II. 1 Male sterile mutants of barley. VI. Tests of restoration by the cytoplasm of Hordeum bulbosum, and reports of new mutants.
H. Ahokas, Department of Genetics, University of Helsinki, P. Rautatiekatu 13, 00100 Helsinki 10, Finland. "R"
Many barley breeders have produced Hordeum bulbosum alloplasmic barleys. This alien cytoplasm influences some quantitative and qualitative traits, such as plant height, straw stiffness, tillering capacity, growth rhythm, senescence, heading and maturity date, and yield. The alloplasmic barley behaves in some respects like a mutant sensitive to cool temperatures (FUKUYAMA and TAKAHASHI 1976). Taking advantage of male sterile genes, the search for superior combinations of barley genotypes and bulbosum cytoplasm was suggested by WIEBE (1976).
Several major genes of barley penetrate in bulbosum cytoplasm. However, it was of some academic interest to test the penetrance of male sterile genes (msg s) of barley for possible cytoplasmic restoration. By using embryo culture in vitro, I have prepared 20 bulbosum alloplasmic barley lines from cv. Karri carrying the cytoplasm of 9 different tetraploid accessions. One of these lines was prepared from a male sterile plant of H. bulbosum. This sterility was not transmitted to the alloplasmic derivative, HA-Hb-20-Karri. HA-Hb-l-Karri was used to test the segregation of male steriles in F2 families or generations (Table 1). No restoration was found. Eventual partial restoration of fertility was not studied.
Table 1. Segregation of male steriles in the cytoplasm of H. bulbosum (HA-Hb-1-Karri).
The mutants msg,,dm (P-11) and msg,,dn (H-31) are allelic (Table 2). The difference in their phenotype (see AHOKAS 1976) may be caused by the different genetic background. This locus is evidently not the same as that of the mutants msg6, msg8,or msg16 (Table 2) which also produce inaperturate pollen grains (AHOKAS 1976). Two other cases of allelism are reported in Table 2.
Most of the new mutants are partial male sterile (Table 3). The partial male steriles can be most usable mutants for establishing composite cross bulks, since they permit crossing and selfing.

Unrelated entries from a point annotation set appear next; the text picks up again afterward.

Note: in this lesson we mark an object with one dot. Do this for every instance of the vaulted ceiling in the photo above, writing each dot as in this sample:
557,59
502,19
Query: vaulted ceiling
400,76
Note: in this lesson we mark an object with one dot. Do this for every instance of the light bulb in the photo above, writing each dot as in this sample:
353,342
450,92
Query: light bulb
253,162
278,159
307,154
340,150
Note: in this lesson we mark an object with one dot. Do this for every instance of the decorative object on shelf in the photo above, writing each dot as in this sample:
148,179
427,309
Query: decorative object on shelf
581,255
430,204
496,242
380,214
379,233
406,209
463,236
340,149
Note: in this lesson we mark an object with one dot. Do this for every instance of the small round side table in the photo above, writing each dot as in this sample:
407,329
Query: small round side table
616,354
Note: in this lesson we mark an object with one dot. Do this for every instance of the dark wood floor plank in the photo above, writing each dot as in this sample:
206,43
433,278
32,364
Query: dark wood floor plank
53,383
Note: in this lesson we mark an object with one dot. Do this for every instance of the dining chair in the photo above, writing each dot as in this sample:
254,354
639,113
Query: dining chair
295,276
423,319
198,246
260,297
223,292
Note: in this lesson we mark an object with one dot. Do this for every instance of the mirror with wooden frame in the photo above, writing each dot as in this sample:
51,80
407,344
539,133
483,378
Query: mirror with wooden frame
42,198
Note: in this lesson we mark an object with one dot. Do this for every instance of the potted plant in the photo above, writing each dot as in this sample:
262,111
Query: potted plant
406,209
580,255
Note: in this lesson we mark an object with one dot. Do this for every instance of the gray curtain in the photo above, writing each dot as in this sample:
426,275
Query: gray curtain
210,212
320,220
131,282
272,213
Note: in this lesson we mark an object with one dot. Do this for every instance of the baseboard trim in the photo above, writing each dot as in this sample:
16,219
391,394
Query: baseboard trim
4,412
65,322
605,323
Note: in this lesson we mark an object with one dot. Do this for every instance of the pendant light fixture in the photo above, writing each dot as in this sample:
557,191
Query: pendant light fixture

The male sterile in P-57 shows an undescribed form of partial male sterility. The anthers are equal to or a little smaller than those of a fertile sib, but incapable to dehisce or the dehiscing is delayed. The artificial opening of the anthers with forceps increases selfing significantly to the mean level of 27.4%. Probably similar undehiscence was induced with DPX 3778 in some other cereals (JOHNSON and BROWN 1976).
Due to the negative results on cytoplasmic restoration by bulbosum cytoplasm and the unfavourable effects associated with this cytoplasm further tests are discontinued. Instead, the cytoplasmic male sterile (msm1) and its restorer of fertility (Rfm) which I have recently derived (AHOKAS 1978a and b) are expected to be beneficial to hybrid barley production.
Acknowledgements:
The work was done under the auspices of the Academy of Finland.
References:
AHOKAS, H. 1976. Male sterile mutants of barley. III. Additional inaperturate mutants. BGN 6:4 - 6.
AHOKAS, H. 1978a. Cytoplasmic male sterility in barley. Genetics (submitted).
AHOKAS, H. 1978b. Cytoplasmic male sterility in barley. I. Anther and pollen characteristics of msm1, restored and partially restored msm1. Z. Pflanzenzucht. (in press).
FUKUYAMA, T. & TAKAHASHI, R. 1976. A study of the interspecific hybrid, Hordeum bulbosum (4X) x H. vulgare (4X), with special reference to dihaploid frequency. Barley Genetics III:351-360.
JOHNSON, R. R. & BROWN, C. M. 1976. Chemical control of pollination in wheat and oats. Crop Sci. 16:584-587.
WIEBE, G. A. 1976. The challenge facing barley breeders today. Barley Genetics III:l-lO.